08:27 Elles sont presque devenues banales pour nous, pour le grand public.
08:29 Vous les connaissez par cœur, évidemment.
08:31 Est-ce que vous pensez que quand on voit la Terre depuis un hublot, pour la première fois, d'une capsule,
08:36 est-ce qu'on éprouve quelque chose d'unique ou est-ce qu'on a, pour votre génération, une sensation de déjà vu ?

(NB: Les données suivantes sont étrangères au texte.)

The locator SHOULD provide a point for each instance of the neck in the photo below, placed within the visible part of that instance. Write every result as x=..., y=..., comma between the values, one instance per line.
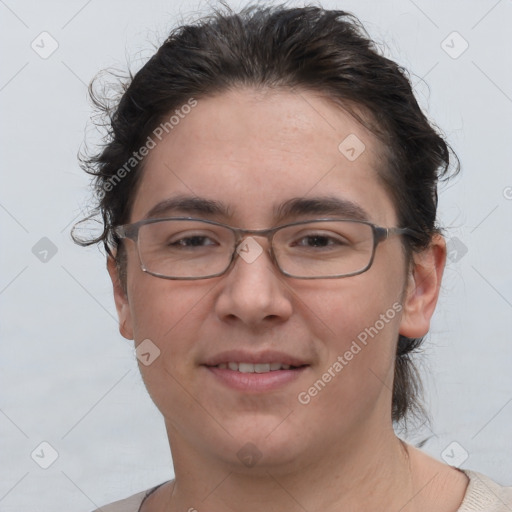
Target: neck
x=367, y=472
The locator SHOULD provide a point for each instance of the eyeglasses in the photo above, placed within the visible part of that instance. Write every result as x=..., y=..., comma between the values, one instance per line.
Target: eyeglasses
x=189, y=248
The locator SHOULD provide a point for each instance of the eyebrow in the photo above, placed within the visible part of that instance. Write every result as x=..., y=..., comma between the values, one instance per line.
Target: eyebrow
x=294, y=207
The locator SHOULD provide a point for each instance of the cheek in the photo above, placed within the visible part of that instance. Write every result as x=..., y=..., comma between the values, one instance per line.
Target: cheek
x=358, y=327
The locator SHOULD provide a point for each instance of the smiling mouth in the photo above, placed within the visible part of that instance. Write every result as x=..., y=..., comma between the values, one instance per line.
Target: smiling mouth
x=256, y=367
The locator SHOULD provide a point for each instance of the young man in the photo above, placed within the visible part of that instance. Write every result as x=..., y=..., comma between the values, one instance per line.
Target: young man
x=269, y=198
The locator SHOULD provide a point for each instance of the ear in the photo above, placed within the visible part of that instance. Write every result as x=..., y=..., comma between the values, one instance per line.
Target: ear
x=121, y=300
x=424, y=284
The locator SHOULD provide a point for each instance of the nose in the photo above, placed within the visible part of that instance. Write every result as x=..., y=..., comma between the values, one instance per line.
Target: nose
x=254, y=291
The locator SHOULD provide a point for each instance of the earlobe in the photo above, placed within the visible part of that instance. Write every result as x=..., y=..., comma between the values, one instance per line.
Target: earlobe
x=423, y=288
x=121, y=300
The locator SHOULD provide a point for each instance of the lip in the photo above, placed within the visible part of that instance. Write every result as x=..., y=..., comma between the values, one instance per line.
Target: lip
x=255, y=382
x=265, y=356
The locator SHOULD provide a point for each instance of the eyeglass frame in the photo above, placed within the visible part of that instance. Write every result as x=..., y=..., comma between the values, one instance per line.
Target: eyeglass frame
x=380, y=234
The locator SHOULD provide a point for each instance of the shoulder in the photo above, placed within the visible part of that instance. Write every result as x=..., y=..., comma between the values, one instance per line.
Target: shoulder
x=130, y=504
x=484, y=494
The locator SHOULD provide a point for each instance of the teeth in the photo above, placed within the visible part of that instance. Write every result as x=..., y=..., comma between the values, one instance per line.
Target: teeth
x=253, y=368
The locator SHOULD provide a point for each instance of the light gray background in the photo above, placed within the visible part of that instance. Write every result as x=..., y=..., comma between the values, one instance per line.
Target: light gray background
x=69, y=378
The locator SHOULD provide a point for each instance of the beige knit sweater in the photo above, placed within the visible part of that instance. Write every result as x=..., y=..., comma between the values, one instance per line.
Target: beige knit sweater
x=482, y=495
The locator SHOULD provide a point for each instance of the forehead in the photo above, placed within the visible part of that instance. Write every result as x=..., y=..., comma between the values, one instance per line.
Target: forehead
x=253, y=155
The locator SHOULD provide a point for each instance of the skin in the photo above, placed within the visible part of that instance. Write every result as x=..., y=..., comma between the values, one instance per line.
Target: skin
x=254, y=149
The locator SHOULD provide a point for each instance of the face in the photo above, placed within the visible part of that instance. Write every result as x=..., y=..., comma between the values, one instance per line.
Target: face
x=254, y=151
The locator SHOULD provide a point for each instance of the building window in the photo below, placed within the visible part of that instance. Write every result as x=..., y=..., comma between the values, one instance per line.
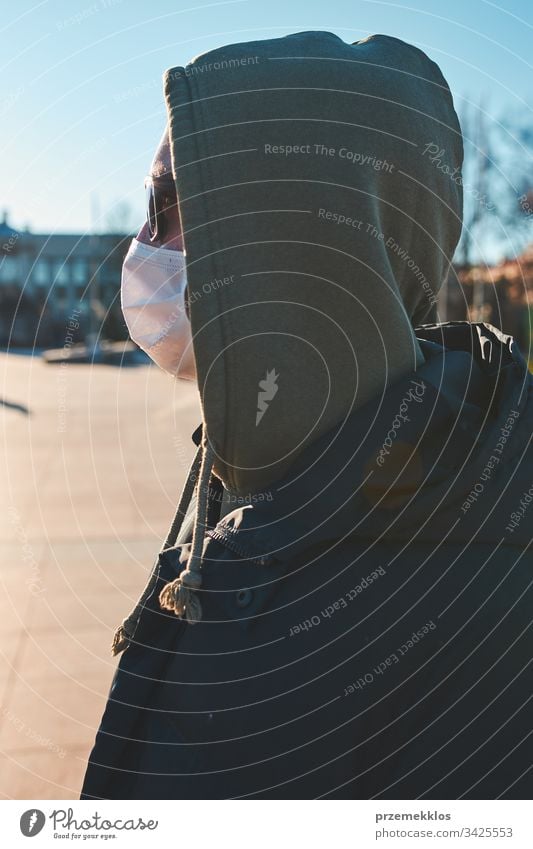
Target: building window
x=9, y=269
x=80, y=271
x=60, y=293
x=60, y=271
x=41, y=272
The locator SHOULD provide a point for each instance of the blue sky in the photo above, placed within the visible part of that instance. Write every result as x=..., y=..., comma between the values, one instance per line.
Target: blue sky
x=81, y=105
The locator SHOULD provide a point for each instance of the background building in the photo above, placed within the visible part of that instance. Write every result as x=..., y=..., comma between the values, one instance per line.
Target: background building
x=44, y=278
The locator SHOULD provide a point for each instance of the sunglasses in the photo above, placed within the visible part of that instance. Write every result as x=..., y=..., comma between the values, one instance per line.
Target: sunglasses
x=161, y=199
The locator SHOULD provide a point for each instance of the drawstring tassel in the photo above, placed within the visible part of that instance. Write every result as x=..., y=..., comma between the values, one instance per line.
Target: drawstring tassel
x=120, y=640
x=179, y=596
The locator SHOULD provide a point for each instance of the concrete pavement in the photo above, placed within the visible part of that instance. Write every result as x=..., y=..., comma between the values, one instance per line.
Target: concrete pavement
x=94, y=458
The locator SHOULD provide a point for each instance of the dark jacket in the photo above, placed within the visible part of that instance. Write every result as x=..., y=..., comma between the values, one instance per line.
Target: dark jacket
x=366, y=627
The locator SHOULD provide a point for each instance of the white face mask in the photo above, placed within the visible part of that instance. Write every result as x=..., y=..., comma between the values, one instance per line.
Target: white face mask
x=153, y=303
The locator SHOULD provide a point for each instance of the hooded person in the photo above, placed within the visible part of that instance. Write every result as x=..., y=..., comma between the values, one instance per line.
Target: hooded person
x=341, y=606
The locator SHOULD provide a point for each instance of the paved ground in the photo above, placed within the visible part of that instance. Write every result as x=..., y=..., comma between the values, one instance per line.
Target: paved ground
x=94, y=460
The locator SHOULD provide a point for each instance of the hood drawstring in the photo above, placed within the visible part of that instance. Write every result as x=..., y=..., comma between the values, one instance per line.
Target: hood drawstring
x=124, y=633
x=179, y=595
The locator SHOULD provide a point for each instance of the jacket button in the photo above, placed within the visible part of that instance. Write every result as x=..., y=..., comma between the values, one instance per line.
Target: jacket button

08:42 Alors écoutez, moi, ce que je peux vous dire, c'est que tous les astronautes à qui j'en ai parlé,
08:47 ils m'ont dit que c'est indescriptible, tellement c'est unique.
08:50 Et on a beau se préparer mentalement, en fait, il n'y a rien qui décrit l'émotion réelle ressentie.
08:56 Et c'est pour ça qu'il y a beaucoup d'astronautes qui...
08:58 Le besoin de le partager est plus fort, en fait.
09:02 Ça nous dépasse tellement, tellement c'est des émotions.
09:04 J'en parlais avec mon collègue Marcus, de Suède, qui est rentré de l'espace le 20 février.
09:11 Très, très récemment.
09:12 Et il nous a dit, mais quand il allait dans la coupole à bord de la station,
09:17 l'endroit où il y a toutes les fenêtres, où on voit la Terre,
09:20 il nous disait, mais c'était un flot d'émotions incroyables,
09:25 qui est difficile à décrire, en fait.
09:27 Et c'est ma dernière question.
09:29 Est-ce que le jour du décollage, votre fils sera, je ne sais pas comment ça s'appelle,
09:33 la salle où il y a tous les ordinateurs, tous les ingénieurs,
09:36 où il y a un décompte et tout le monde applaudit à la fin ?
09:38 On la voit beaucoup au cinéma, cette salle.
09:40 Est-ce que votre petit garçon sera...
09:43 Ça s'appelle le centre de contrôle Mission Control.
09:45 Le Mission Control. Mission Control Center.
09:48 Il y aura votre petit garçon ce jour-là ?
09:50 Il sera au plus près des équipes.
09:53 Je ne sais pas où précisément, je n'ai pas encore le détail d'où il pourrait être.
09:56 Je pense que les familles sont plus dehors à regarder la fusée,
10:00 mais oui, il sera au plus près des équipes, c'est sûr.
10:03 Thomas Pesquet, quand on a annoncé votre sélection
10:07 et le fait que vous seriez la prochaine à partir,
10:09 Thomas Pesquet a posté ce message en disant
10:12 "Sophie, tu vas devenir un maître Jedi".
10:14 C'est ça que vous devenez ?
10:16 Pour l'instant, je n'en suis pas encore là.
10:19 Dans mon état d'esprit, j'ai plutôt à me dire
10:22 "Wouh, j'ai encore 15 000 procédures à regarder avant".
10:26 Je n'en suis pas là encore, mais merci Thomas.
10:28 Franchement, il est super. Il m'a épaulée tout du long.
10:31 Il m'a donné plein de conseils et on a un super bon contact.
10:35 C'est chouette, c'est un peu comme un "big brother".
10:38 C'est un "big brother".
10:40 C'est vraiment chouette.
10:40 Merci beaucoup Sophie Hadnaud.
10:42 Nous aussi, on continue à vous suivre jusqu'au décollage.
10:45 A bientôt.
10:46 Merci beaucoup. Merci Sonia, à bientôt.